Est-il encore utile de rappeler que l’industrie textile s’inscrit parmi les plus polluantes avec ses tonnes de CO2 dégagés, le transport des matières premières ou des produits finis autour du globe mais aussi ses milliards de litres d’eau nécessaires à la culture du coton ? «En France, chaque année, 400 000 tonnes de vêtements finissent à la poubelle et 15% n’ont jamais été portés» complète Simon Peyronnaud, co-fondateur de la start-up Losanje, basée à Nevers (Nièvre). Avec son associé Mathieu Khouri, ils ont voulu réutiliser cette matière première peu exploitée pour réduire de 95% les émissions de CO2 d’un vêtement et diviser par 10 000 la quantité d’eau nécessaire à sa fabrication.
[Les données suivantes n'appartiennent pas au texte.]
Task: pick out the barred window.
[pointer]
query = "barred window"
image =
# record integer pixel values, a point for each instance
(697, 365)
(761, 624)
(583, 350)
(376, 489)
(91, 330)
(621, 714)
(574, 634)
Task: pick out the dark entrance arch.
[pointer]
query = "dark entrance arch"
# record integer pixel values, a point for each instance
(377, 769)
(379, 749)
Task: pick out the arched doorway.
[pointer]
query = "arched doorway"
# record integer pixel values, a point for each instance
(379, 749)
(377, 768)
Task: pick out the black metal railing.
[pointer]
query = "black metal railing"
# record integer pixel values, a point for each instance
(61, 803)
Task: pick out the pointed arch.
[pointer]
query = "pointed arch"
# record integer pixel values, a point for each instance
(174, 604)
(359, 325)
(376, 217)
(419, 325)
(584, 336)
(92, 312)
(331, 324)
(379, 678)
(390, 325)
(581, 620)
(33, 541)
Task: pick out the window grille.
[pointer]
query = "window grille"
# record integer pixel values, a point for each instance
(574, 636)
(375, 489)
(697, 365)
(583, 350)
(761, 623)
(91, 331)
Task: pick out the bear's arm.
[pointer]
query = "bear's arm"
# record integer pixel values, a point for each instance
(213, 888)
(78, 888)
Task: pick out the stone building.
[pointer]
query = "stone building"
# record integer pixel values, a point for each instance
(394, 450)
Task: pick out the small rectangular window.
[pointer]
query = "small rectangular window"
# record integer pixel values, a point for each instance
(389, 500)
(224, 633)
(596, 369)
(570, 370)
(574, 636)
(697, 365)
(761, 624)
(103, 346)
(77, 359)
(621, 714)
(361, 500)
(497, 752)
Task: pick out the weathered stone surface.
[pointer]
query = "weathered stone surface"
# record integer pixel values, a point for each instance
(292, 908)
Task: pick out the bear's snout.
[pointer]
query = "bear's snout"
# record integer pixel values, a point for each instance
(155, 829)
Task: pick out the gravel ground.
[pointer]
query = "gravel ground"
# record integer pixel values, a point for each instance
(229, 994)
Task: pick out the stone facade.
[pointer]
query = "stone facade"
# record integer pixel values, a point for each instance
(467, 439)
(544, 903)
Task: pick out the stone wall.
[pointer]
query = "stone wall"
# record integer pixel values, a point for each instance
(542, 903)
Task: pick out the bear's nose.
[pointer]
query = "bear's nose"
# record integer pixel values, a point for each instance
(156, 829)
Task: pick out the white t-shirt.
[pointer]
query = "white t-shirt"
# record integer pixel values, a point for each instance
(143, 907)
«L’upcycling récupère et réutilise tout quand le recyclage est soumis à des contraintes techniques comme le mélange des matières ou des éléments comme les fermetures éclair ou les boutons» détaille Mathieu Khouri. Si Losanje n’a pas inventé le principe, elle a réussi à faire passer la démarche du statut artisanal à industriel. «Le défi consistait à sortir du modèle de pièce unique pour créer une collection avec des tailles et des couleurs différentes.» Les fondateurs ont identifié la phase de découpe, chronophage, comme un frein à ce développement. «Quand le textile arrive en rouleau, l’automatisation de la coupe est facile, mais à partir de vêtements, l’étape n’est pas viable financièrement si elle se fait de façon manuelle.»
Automatiser l’upcycling
Grâce à une levée de fonds de 2,7 millions d’euros réalisée en 2023, ils ont installé la première ligne automatisée et robotisée de coupe de produits finis textiles. Quel que soit le vêtement ou le textile en entrée, la machine le découpe pour qu’il soit ensuite assemblé à nouveau par des machines à coudre industrielle. «Nous concilions écologie et économie tout en offrant une solution de valorisation dans le cadre de la loi Agec tout en faisant gagner de la valeur au produit initial.»
Les tissus découpés peuvent devenir de nouveaux vêtements, mais aussi des goodies ou des cadeaux à l’image du partenariat passé avec La Poste. L’opérateur a ainsi confié cinq tonnes de gilets de son personnel de chargé de clientèle que Losanje a transformé en 35 000 trousses offertes à chacun d’eux. Opérationnelle depuis le début d’année 2024, la ligne pilote s’adresse aussi bien aux marques, distributeurs ou grand compte avec un gisement d’invendus pour qu’il soit transformé qu’à toutes entreprises désireuses de créer un accessoire upcyclé en grande quantité. Dans ce cas, la start-up se charge de sourcer la matière première. «Depuis nos débuts fin 2022, nous avons revalorisé 35 tonnes de textiles, vêtements, rideaux, nappes… Grâce à la ligne, notre objectif est d’atteindre 1 000 tonnes d’ici fin 2027.» A moyen terme, Losanje n’exclut pas de travailler avec les centres de tri et les éco-organismes fashion pour récupérer également les textiles des particuliers.